Kudüs 1514’ten 1917’ye kadar Osmanlıların hakimiyetinde kalmış, birinci cihan harbinde bazı Arapların İslâm devletine ve hilafetine ihanet etmeleri yüzünden 1917’de, başında General Allenby’nin bulunduğu İngiliz ordusu tarafından işgal edilmişti. O kara günlerde yüreklerinde iman olan, hamiyet bulunan, şuur ve akl-ı selim sahibi Araplar kan ağlamışlar, fakat birtakım beyinsizler Haçlı İngiliz ordusunu zil takıp oynayarak sevinç içinde karşılamışlardı. Bu Araplar, hıyanetlerinin faturasını çok ağır bir şekilde ödediler. İngiliz mandası sırasında Filistin’e yoğun bir Yahudi akını oldu ve manda müddeti bitince, 1948’de İsrail devleti kuruldu. Osmanlı-İslâm idaresine “isti’mar” (sömürge) diyen beyinsiz Araplar böylece ceza-yı sezalarını bulmuş oldular.

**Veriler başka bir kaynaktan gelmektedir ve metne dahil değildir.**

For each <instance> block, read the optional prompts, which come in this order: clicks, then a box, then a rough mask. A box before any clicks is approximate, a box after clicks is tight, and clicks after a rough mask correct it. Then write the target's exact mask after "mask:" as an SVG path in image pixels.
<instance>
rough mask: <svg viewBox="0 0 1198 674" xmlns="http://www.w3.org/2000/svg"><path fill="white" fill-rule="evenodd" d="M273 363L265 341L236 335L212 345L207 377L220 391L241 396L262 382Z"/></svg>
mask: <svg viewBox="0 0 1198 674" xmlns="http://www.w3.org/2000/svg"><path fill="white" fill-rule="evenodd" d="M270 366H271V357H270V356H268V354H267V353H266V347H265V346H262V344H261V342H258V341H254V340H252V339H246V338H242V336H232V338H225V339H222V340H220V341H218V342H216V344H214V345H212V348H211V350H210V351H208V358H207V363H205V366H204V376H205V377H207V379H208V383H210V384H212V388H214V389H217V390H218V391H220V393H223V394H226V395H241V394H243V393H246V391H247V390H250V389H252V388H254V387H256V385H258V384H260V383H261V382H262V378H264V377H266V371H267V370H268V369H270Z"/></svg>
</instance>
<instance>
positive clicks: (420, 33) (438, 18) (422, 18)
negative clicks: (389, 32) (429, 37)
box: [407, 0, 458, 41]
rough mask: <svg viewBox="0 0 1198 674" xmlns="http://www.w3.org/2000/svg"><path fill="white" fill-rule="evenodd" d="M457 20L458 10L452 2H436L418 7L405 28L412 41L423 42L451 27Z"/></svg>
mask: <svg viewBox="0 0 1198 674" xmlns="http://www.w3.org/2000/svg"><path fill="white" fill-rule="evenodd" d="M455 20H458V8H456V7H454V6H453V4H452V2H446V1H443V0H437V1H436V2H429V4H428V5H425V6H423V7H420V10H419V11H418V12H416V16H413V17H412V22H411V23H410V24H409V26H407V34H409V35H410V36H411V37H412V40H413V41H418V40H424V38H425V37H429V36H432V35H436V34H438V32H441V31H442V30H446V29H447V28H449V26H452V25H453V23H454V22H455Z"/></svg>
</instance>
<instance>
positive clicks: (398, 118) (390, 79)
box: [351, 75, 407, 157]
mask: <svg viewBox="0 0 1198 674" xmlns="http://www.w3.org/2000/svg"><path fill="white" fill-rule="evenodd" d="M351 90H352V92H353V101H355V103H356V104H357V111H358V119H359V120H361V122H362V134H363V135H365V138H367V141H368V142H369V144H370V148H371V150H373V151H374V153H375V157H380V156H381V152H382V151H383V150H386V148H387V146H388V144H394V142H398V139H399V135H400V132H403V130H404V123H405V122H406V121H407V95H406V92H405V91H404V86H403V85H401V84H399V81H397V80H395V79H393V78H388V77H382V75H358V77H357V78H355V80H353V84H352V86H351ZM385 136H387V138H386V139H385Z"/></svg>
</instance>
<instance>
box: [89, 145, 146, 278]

Bugünkü Yahudi-Hıristiyan medeniyeti ve âlemi, İslâm dünyasına yeni bir Haçlı seferi açmaya hazırlanıyor. Kendi filozoflarından ve düşünürlerinden nice kimsenin de beyan ettikleri gibi Batı-Hıristiyan medeniyeti saldırgan bir medeniyettir. Eski Roma’nın Janus adlı putu gibi iki çehrelidir. Bir çehresinde çok güzel ve takdire şayan şeyler vardır, öteki çehresinde ise korkunç kötülükler sırıtmaktadır.

1492’de Amerika keşfedildikten sonra Haçlıların neler yaptıklarını kendi tarihleri yazıyor. Yerlileri öldürmüşler, yerli medeniyetini söndürmüşlerdir.

Bugünkü ABD toprakları üzerinde vaktiyle Kızılderililer yaşıyordu. Şu anda kaç Kızılderili kalmıştır?

Sömürgecilik Batı medeniyetinin en büyük ayıbıdır. Zavallı Afrikalıları yelkenli gemilere balık istifi doldurmuşlar ve köle olarak Amerika’da çalıştırmışlardır. Yolda ölenleri hemen denize atıyorlardı.

Kendi ülkelerinde insan hakları, hukuk için çalışan Haçlılar, sömürge halklarına insanlık dışı muameleler yapmışlar, onların en tabiî haklarını inkâr etmişlerdir.

Demokrat Haçlı medeniyeti aslında Makyavelist bir sistem ve nizama bağlıdır. Yirminci asırda dünyayı ve insanlığı kasıp kavuran Nazizm ve Marksizm ideolojileri hep Batı’dan çıkmıştır.

Batı, Çine afyon satmak için bu ülkeyle iki kere savaşmıştır.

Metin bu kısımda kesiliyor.